Sebuah studi retrospektif dengan sampel 228 pasien cedera otak berat yang diterapi dengan insulin, pada minggu
pertama didapatkan target glukosa darah 90-144 mg/dl(5-8 mmol/L) berhubungan dengan penurunan angka
mortalitas dan tekanan intrakranial dibandingkan dengan pasien dengan glukosa darah 63-117 mg/dl (3,5 – 6,5
mmol/L). Pada minggu ke dua, terdapat hasil yang bertentangan yaiut, grup dengan target glukosa darah 63-117
mg/dl memiliki angka tekanan intrakranial dan komplikasi infeksi yang lebih rendah dibandingkan dengan
kelompok dengan target glukosa darah 90-144 mg/dl. Oleh karena itu, kontrol gula darah pada masa akut / minggu
pertama disarankan jangan terlalu agresif (90-144 mg/dl), sedangkan pada masa pemulihan kadar glukosa darah
lebih rendah memiliki hasil yang lebih baik (63-117 mg/dl).Pada studi lain, kadar glukosa darah <6-11 mmol/L
dapat mngurangi angka mortalitas pada pasien dengan COT ringan, sedangkan pada COT berat disarankan target
glukosa darah 7,77-10.0 mmol/L.
 Terapi Lain
Ada beberapa strategi yang dapat meningkatkan kontrol glukosa darah. Strategi pertama ialah moderate
hypothermia dalam 24 jam setelah terjadinya trauma. Pada sebuah penelitian, kelompok pasien dengan hipotermi
(suhu rektal 32,0oC– 35,0oC) memiliki insiden kenaikan tekanan intrakranial dan glukosa darah yang lebih rendah
dibandingkan dengan kelompok nomotermi (suhu rektal 36,5 oC– 37,0oC). Pada analisis regresi multivariat
didapatkan kadar glukosa darah lebih dari 10 mmol/L merupakan prediktor independen outcome pasien yang jelek
pada COT berat.
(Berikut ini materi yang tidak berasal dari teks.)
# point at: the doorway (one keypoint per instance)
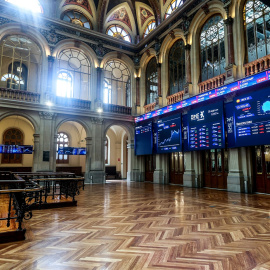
(262, 168)
(215, 168)
(176, 168)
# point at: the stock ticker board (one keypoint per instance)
(252, 118)
(168, 133)
(206, 127)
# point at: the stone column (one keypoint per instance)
(87, 177)
(158, 173)
(99, 89)
(231, 67)
(188, 85)
(134, 172)
(36, 155)
(49, 93)
(138, 102)
(97, 170)
(47, 141)
(189, 178)
(235, 179)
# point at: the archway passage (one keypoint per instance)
(71, 134)
(116, 153)
(16, 130)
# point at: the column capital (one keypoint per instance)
(228, 21)
(188, 47)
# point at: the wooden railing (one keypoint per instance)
(212, 83)
(175, 98)
(20, 95)
(73, 103)
(257, 66)
(149, 107)
(117, 109)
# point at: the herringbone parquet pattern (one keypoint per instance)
(147, 226)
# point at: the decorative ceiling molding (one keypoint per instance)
(82, 3)
(144, 15)
(122, 16)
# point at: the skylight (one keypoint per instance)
(32, 5)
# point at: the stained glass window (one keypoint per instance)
(119, 32)
(77, 18)
(177, 67)
(74, 70)
(151, 81)
(172, 7)
(212, 48)
(257, 28)
(149, 28)
(32, 5)
(62, 141)
(21, 60)
(117, 89)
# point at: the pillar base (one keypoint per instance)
(96, 177)
(236, 181)
(189, 178)
(158, 177)
(134, 175)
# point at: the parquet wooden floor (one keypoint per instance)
(147, 226)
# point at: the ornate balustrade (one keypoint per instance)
(73, 103)
(212, 83)
(20, 95)
(257, 66)
(117, 109)
(175, 98)
(149, 107)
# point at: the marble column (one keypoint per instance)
(188, 85)
(231, 67)
(36, 155)
(235, 179)
(134, 172)
(87, 177)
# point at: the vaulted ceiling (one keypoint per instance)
(134, 16)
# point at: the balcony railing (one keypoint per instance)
(20, 95)
(149, 107)
(212, 83)
(175, 98)
(257, 66)
(73, 103)
(117, 109)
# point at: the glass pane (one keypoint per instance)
(258, 152)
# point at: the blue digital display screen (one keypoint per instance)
(72, 151)
(252, 118)
(235, 86)
(144, 139)
(16, 149)
(206, 127)
(168, 132)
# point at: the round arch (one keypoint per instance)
(215, 8)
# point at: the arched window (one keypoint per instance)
(73, 77)
(117, 83)
(77, 18)
(106, 151)
(212, 48)
(62, 141)
(177, 67)
(119, 32)
(151, 81)
(32, 5)
(257, 28)
(12, 136)
(21, 59)
(172, 7)
(149, 28)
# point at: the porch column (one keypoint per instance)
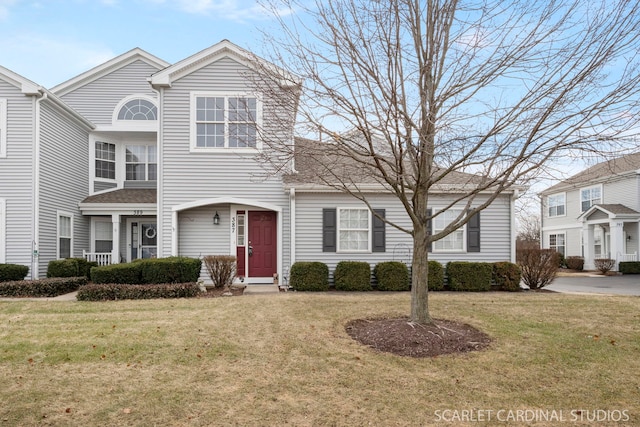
(115, 230)
(587, 246)
(617, 240)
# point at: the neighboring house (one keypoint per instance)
(138, 158)
(595, 213)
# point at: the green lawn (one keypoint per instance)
(286, 359)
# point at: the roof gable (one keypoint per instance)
(108, 67)
(601, 171)
(223, 49)
(25, 85)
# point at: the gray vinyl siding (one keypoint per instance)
(62, 142)
(16, 175)
(495, 231)
(97, 99)
(187, 177)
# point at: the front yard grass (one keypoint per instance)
(286, 359)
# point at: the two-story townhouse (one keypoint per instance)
(595, 213)
(153, 160)
(43, 173)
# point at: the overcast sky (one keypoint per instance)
(51, 41)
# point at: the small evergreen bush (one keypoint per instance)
(629, 267)
(436, 276)
(70, 267)
(469, 276)
(507, 275)
(111, 292)
(51, 287)
(309, 276)
(352, 276)
(575, 263)
(392, 276)
(10, 272)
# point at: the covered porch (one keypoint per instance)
(610, 231)
(123, 225)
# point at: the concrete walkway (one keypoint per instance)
(627, 284)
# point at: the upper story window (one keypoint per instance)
(141, 163)
(3, 127)
(224, 121)
(556, 205)
(590, 196)
(453, 242)
(138, 109)
(105, 160)
(353, 230)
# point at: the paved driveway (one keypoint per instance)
(628, 284)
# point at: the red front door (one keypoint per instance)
(263, 247)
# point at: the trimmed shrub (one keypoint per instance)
(70, 267)
(603, 265)
(539, 266)
(352, 276)
(392, 276)
(575, 263)
(129, 273)
(169, 270)
(221, 268)
(469, 276)
(629, 267)
(51, 287)
(309, 276)
(507, 276)
(436, 276)
(111, 292)
(10, 272)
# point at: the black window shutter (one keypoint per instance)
(429, 230)
(329, 230)
(379, 237)
(473, 233)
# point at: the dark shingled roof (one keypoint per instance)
(617, 209)
(628, 163)
(320, 162)
(126, 195)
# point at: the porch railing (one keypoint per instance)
(102, 258)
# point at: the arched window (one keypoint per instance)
(138, 109)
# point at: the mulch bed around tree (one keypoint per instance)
(404, 338)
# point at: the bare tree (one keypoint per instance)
(434, 88)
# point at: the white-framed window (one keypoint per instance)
(556, 205)
(138, 109)
(354, 230)
(224, 121)
(453, 242)
(141, 163)
(105, 153)
(102, 236)
(3, 230)
(557, 242)
(3, 128)
(590, 196)
(65, 235)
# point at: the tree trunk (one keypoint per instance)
(420, 276)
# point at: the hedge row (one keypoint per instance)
(149, 271)
(395, 276)
(112, 292)
(12, 272)
(629, 267)
(70, 267)
(42, 288)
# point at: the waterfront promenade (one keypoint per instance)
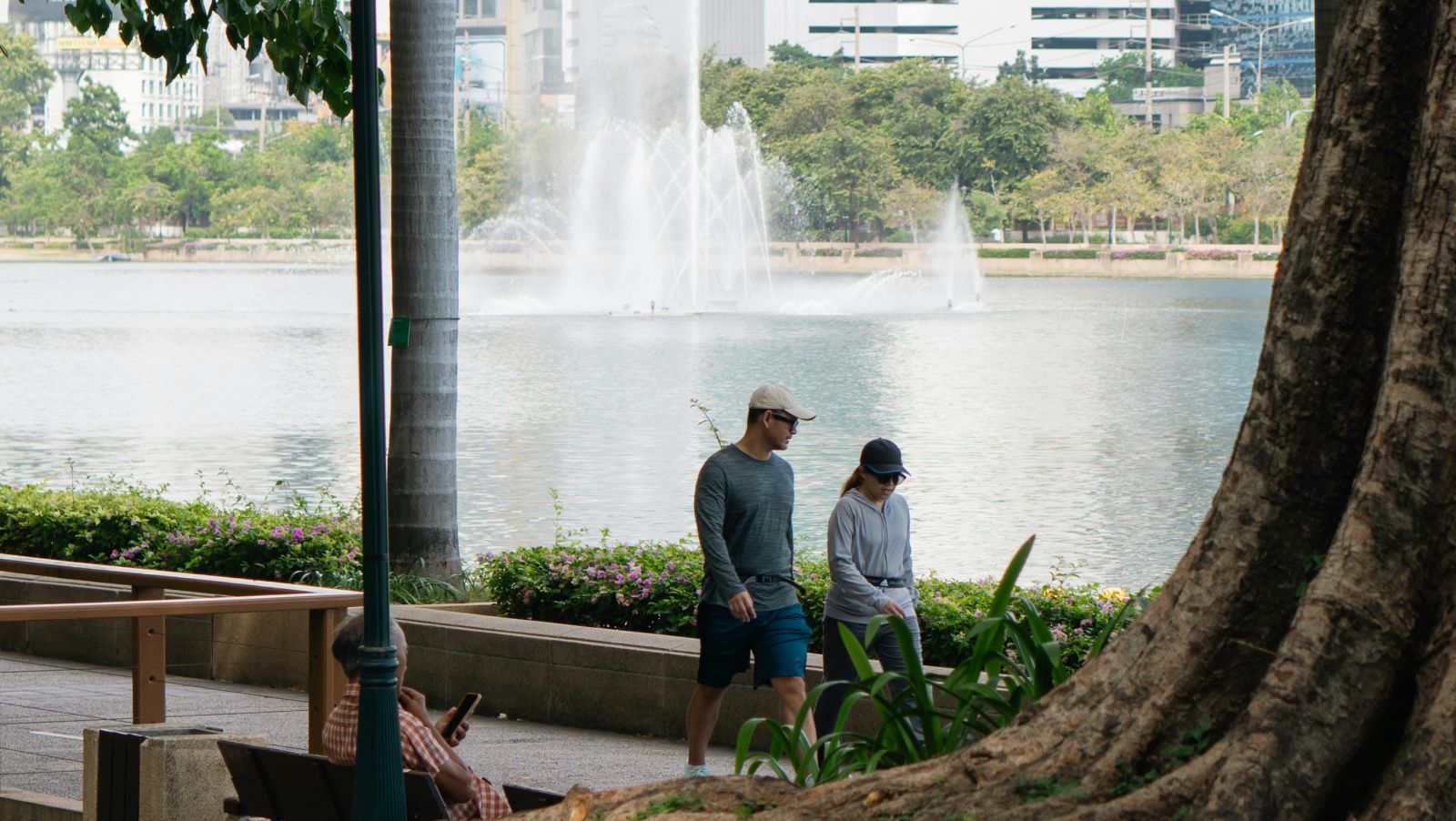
(46, 704)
Pada sebuah studi klinis, kadar glukosa darah pada pasien COT setelah hari ke 3 perawatan
dengan hipotermia, keseluruhan pasien(100%) memiliki glukosa darah di bawah 10mmol/L, sedangkan pada
pasien normotermi hanya 76% saja dari keseluruhan pasien yang memiliki glukosa darah di bawah 10mmol/L.
Strategi kedua ialah penggunaan naloxon (antagonis reseptor opioid) , yang memiliki efek sebagai anti-inflamasi
dan memperbaiki metabolisme sel otak pada fase awal dari OCT berat. Selain itu , naloxone juga memiliki
kemampuan dalam membuang kelebihan kalsium dan mencegah toksisitas dari asam amino eksitatori. Strategi
yang terakhir ialah penggunaan manitol atau larutan hipertonik untuk mengurangi permeabilitas dan peningkatan
tekanan intrakranial karena hiperglikemia akibat COT.